西村康稔経済産業相は7日、閣議後の記者会見で「中小企業の賃上げを全力で後押ししていく」と話した。エネルギー価格を中心に物価高が続くなか、大企業と中小企業の取引が適正になるよう環境整備を急ぐ。
2022年9月から15万社の中小企業を対象にアンケート調査を実施し、その結果を集計した。10社以上の中小企業から取引先として名前が挙がった約150社の交渉状況についてまとめ、初めて実名を公表した。
コスト上昇の何割について価格転嫁に応じたかの「転嫁状況」と、交渉に応じたかなどの「交渉状況」を公開した。「転嫁状況」ではコスト上昇すべてを転嫁できたらプラス10点、コストが上昇しているのに価格が引き下げられたらマイナス3点など点数化した。回答した中小企業の平均点が7点以上なら「ア」、0点より下なら「エ」として4段階で評価した。

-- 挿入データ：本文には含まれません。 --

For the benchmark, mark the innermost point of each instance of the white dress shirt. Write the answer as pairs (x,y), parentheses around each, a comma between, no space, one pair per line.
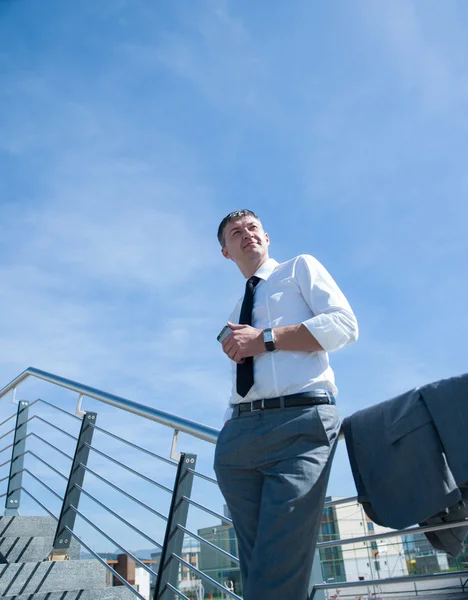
(299,290)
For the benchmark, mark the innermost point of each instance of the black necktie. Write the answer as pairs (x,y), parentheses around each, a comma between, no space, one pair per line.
(245,369)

約150社のうち「転嫁状況」で「エ」となったのは日本郵便だけ、「交渉状況」で「エ」だったのは不二越だけだった。それぞれの基準で最高評価の「ア」だったのは住友化学や日本製鉄など7社。
経産省は毎年9月と3月を「価格交渉促進月間」として、中小企業を対象に価格交渉や価格転嫁が進んだかどうか調査している。
不二越は「結果を真摯に受け止めている。適正な価格転嫁の実現は重要であると認識しており、今後、取引先とのコミュニケーションを一層強化していきたい」とコメントした。
日本郵政の増田寛也社長は7日の定例記者会見で、傘下の日本郵便の評価について「深刻な問題が内在しているのではないかと推測している」と述べた。取引の詳しい実態を調査するよう指示したといい、「どういう対応策をとれるのか検討したい」と強調した。